“Possiamo proclamare la fine del conflitto armato e l’inizio del dibattito delle idee”, è questo il prologo del comunicato lanciato alla stampa internazionale dalle Farc (Forze armate rivoluzionarie colombiane) lo scorso 24 agosto, storica giornata che ha segnato la chiusura de Los Dialogos de paz. Una trattativa lunga quattro anni tra l’antica formazione rivoluzionaria e il governo di Bogotà del premier Juán Manuel Santos che ha avuto come scenario la capitale cubana de L’Avana, con un ruolo chiave nell’estenuante mediazione tenuto dal governo di Raúl Castro e dal governo del Regno di Norvegia, i cui delegati hanno sottoscritto le 297 pagine dell’Accordo di pace.

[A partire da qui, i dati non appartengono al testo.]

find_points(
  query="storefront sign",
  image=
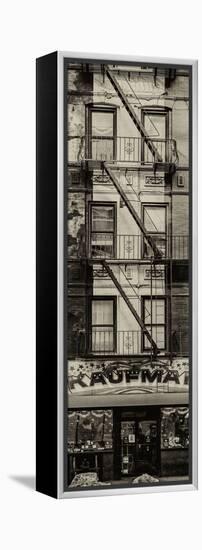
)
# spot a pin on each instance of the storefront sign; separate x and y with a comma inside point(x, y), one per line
point(118, 377)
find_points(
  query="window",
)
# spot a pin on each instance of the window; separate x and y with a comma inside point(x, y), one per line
point(103, 317)
point(101, 133)
point(174, 427)
point(154, 220)
point(102, 230)
point(90, 429)
point(156, 123)
point(154, 320)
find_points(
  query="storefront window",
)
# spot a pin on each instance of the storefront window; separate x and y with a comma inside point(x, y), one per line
point(90, 430)
point(174, 427)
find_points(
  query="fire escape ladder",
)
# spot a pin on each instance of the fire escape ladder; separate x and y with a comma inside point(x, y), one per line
point(132, 113)
point(130, 305)
point(132, 210)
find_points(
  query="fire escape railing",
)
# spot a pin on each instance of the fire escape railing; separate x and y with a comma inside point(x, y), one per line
point(130, 305)
point(133, 247)
point(123, 342)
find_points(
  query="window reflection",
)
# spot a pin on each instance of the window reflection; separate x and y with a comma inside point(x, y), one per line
point(175, 427)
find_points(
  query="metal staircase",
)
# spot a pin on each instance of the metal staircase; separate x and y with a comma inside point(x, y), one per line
point(123, 195)
point(114, 81)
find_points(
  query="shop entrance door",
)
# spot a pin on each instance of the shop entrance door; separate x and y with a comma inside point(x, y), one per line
point(139, 447)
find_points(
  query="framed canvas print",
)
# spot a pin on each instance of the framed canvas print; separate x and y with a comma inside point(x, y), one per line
point(116, 274)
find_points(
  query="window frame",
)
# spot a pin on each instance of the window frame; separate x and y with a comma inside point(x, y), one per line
point(112, 299)
point(102, 204)
point(100, 108)
point(154, 298)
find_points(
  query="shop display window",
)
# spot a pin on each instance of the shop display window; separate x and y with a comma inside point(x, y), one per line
point(174, 427)
point(90, 430)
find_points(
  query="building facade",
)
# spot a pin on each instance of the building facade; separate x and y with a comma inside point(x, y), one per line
point(127, 179)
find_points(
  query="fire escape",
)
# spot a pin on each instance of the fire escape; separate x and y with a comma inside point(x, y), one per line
point(111, 168)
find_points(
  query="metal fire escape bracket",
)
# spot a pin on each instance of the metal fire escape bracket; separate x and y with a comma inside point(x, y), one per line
point(109, 171)
point(130, 306)
point(132, 114)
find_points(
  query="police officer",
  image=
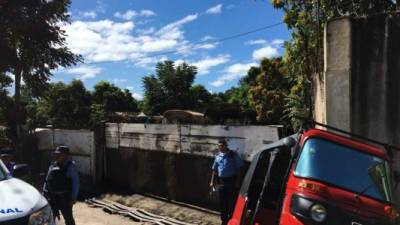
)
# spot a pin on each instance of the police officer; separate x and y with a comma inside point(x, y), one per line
point(62, 184)
point(226, 175)
point(7, 160)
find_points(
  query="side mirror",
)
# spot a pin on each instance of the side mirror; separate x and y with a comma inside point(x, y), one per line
point(396, 178)
point(21, 171)
point(289, 142)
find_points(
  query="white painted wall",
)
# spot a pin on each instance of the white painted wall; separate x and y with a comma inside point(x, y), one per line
point(192, 139)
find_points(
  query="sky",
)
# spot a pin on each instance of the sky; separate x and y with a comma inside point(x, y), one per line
point(122, 40)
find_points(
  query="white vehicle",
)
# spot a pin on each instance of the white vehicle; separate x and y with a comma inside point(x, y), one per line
point(21, 203)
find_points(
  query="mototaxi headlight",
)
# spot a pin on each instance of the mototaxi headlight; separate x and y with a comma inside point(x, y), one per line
point(318, 213)
point(43, 216)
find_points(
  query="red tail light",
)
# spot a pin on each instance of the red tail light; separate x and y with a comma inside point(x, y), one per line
point(391, 212)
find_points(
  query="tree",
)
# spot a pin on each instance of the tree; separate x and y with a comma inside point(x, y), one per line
point(240, 95)
point(303, 54)
point(201, 98)
point(170, 88)
point(33, 44)
point(268, 93)
point(113, 98)
point(64, 106)
point(108, 99)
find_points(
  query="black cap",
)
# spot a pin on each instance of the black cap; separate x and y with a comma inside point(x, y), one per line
point(3, 155)
point(61, 149)
point(222, 141)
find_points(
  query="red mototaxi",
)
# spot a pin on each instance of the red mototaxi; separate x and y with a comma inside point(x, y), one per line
point(317, 177)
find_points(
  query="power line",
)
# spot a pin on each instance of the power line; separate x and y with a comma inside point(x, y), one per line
point(195, 44)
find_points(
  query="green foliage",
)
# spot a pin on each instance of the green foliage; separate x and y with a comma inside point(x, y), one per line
point(113, 98)
point(200, 98)
point(170, 88)
point(303, 55)
point(268, 93)
point(32, 44)
point(69, 105)
point(240, 95)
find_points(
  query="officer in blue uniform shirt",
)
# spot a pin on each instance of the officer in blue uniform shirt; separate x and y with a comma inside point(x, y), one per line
point(6, 158)
point(62, 184)
point(226, 176)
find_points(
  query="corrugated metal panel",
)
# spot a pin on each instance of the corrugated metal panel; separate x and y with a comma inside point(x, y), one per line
point(192, 139)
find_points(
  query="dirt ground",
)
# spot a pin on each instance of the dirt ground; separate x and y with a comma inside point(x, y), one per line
point(86, 215)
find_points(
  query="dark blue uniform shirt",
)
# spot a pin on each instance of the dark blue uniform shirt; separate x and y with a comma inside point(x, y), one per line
point(73, 174)
point(227, 164)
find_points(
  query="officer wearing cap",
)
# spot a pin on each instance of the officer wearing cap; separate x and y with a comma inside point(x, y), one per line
point(7, 160)
point(226, 175)
point(62, 184)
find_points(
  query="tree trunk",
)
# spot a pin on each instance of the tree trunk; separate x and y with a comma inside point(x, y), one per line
point(17, 103)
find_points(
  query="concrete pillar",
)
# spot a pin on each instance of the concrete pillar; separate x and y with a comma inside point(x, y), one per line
point(337, 73)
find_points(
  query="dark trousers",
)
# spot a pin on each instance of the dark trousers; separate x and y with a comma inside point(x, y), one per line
point(62, 203)
point(227, 197)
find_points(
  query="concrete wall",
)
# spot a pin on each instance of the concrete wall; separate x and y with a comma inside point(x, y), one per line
point(362, 78)
point(173, 160)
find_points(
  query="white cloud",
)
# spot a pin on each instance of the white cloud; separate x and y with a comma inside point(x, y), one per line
point(100, 6)
point(265, 52)
point(84, 72)
point(207, 38)
point(173, 27)
point(147, 13)
point(89, 14)
point(146, 31)
point(206, 46)
point(215, 9)
point(256, 42)
point(118, 81)
point(233, 72)
point(277, 42)
point(135, 95)
point(106, 40)
point(128, 15)
point(204, 65)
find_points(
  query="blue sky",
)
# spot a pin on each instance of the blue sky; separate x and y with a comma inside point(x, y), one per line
point(119, 39)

Il 24 agosto potrebbe essere ricordato come l’ultimo giorno di guerra di un “conflitto asimmetrico” che, nel corso di oltre quarant’anni, ha lasciato sul campo, tra montagne ammantate di selva fittissima, oltre 200 mila morti. Guerriglieri contrapposti a forze regolari dell’esercito e a gruppi paramilitari di estrema destra, con i narcotrafficanti a fare spesso sentire il loro fiato nocivo sul collo degli attori del conflitto, talvolta al fianco delle Farc, altre pronti a finanziare sanguinari progetti contrainsurgentes sostenuti da paramilitari, con la complicità di pezzi dell’esercito e di latifondisti delle zone toccate dalla guerra.

Dai campi della guerriglia al tavolo cubano dove intessere districate trattative che hanno seguito i primi negoziati avviati nel lontano 1983, tentativi conclusi nel vuoto, finiti in un nulla di fatto. Non erano maturi quei tempi, tuttavia, in quell’epoca – secondo Luis Fernando Medina Sierra, saggista e professore di Scienze politiche all’Università di Chicago, intervenuto sulla rivista digitale spagnola Contexto – si piantarono i semi che hanno dato i frutti di questi giorni. Semi che hanno potuto germinare dopo quasi trent’anni, un lungo periodo che, poco a poco, ha portato i rivoluzionari ad avvicinarsi alle istituzioni, a prendere coscienza della Carta fondamentale colombiana, ad accettare il ruolo della Corte costituzionale, organo al quale le parti ora demandano la definizione di alcune questioni rimaste irrisolte.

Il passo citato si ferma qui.